Parolee released from jail over coronavirus fears ‘invades home with serrated knife & tells cops he’s woman’s lover’ – The Sun

A PAROLEE released from jail over coronavirus fears allegedly broke into home with a serrated knife and threatened to cut a woman’s head off before telling cops he was the victim’s lover.

Joshua J. Haskell, 42, "forcibly" entered a woman's Utah home with a large, serrated knife, threatened her, and tied her up with shoelaces, according to charging docs.

A police affidavit, obtained by Deseret News, stated: "It is of note that Haskell had recently been incarcerated at the Utah State Prison after previously being released on parole and committing a parole violation.

"Within in the last few days, Haskell was released from the Utah State Prison to a halfway house.

"However due to the current COVID-19 pandemic, he was suddenly released on (March 17)."

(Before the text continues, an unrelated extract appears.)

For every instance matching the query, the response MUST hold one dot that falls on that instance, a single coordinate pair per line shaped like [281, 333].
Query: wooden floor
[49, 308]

Two days later, Haskell broke into an unknown woman's house, creeped up the stairs and held up his knife "with the knife pointing down."

According to the American Fork Police Department: "The victim began screaming and yelling, at which point the male told her to be quiet or he was going to cut her head off."

The woman – who was tied up by her wrists and ankles with shoelaces – was threatened by Haskell to give him her car, cash, bank details and bank cards.

Her son was home during the break-in and called 911 when he heard his mom shriek.

When police entered the home, Haskell realized what was going on, got into the bed and told the woman to tell police he was her "lover," the Desert News reported.

As soon as Haskell covered himself with the bed sheets, the woman ran down to meet police, KSLTV reported.

Haskell was arrested at gunpoint on March 19.

The victim, who remains unnamed, told police she was "sure she was going to die."

Haskell, who was found to have a lengthy criminal history, was charged with aggravated kidnapping, aggravated burglary, aggravated robbery and drug possession, possession of a weapon, third-degree felonies, and first-degree felonies.